Q: I enjoy growing plants indoors and recently bought some money plants to add to my collection. I water them daily and they get sufficient light but I do not observe any change in their growth. Kindly guide me as to how best to care for them so that they will flourish.

A: Give them time to settle in their new home and, I’m sure, they will reward you. It is rarely necessary to water money plants each and every day when they are being grown indoors. Watering them two to three times a week should suffice. You might like to add a very little, liquid, organic plant food when you water them but only do this every two to three weeks at the very most.

Q: I would like to cultivate gerberas in Lahore. Is the climate suitable and which season is the best for sowing seeds or for purchasing plants?

A: Gerberas do very well in Lahore providing that they are cultivated in partial shade — underneath trees is ideal — and that the growing area is very well-drained. Seed can be sown from August to the end of September or March to April. Established plants are available in nurseries throughout the year but it can be best to make your selection when the plants are in flower from late winter through to early summer.

Q: I have been growing geraniums, from seed, for the last three years in Lahore and the results are usually very satisfying. Last season, however, they suffered from bacterial wilt and it broke my heart to see them die. I love all of my plants but especially my geraniums. Please tell me how to stop bacterial wilt from reoccurring.

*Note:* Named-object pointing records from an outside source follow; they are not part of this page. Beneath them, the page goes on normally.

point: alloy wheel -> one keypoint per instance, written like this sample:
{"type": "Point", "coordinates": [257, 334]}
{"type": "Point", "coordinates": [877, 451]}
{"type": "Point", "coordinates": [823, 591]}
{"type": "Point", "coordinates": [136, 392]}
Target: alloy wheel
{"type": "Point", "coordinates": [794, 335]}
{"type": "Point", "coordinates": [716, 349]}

A: Geraniums tend to develop bacterial wilt during periods of high humidity or when the free circulation of air is somehow restricted, such as if grown in overcrowded conditions. Ensure that your plants are kept in as dry an atmosphere as possible and that air circulates freely around each plant and the chances of bacterial wilt will be very much ruled out.

Q: Is there an online link to all of your articles? This would be of great help to so many gardeners here.

A: There is no link as such but the magazine archives are simple to access online.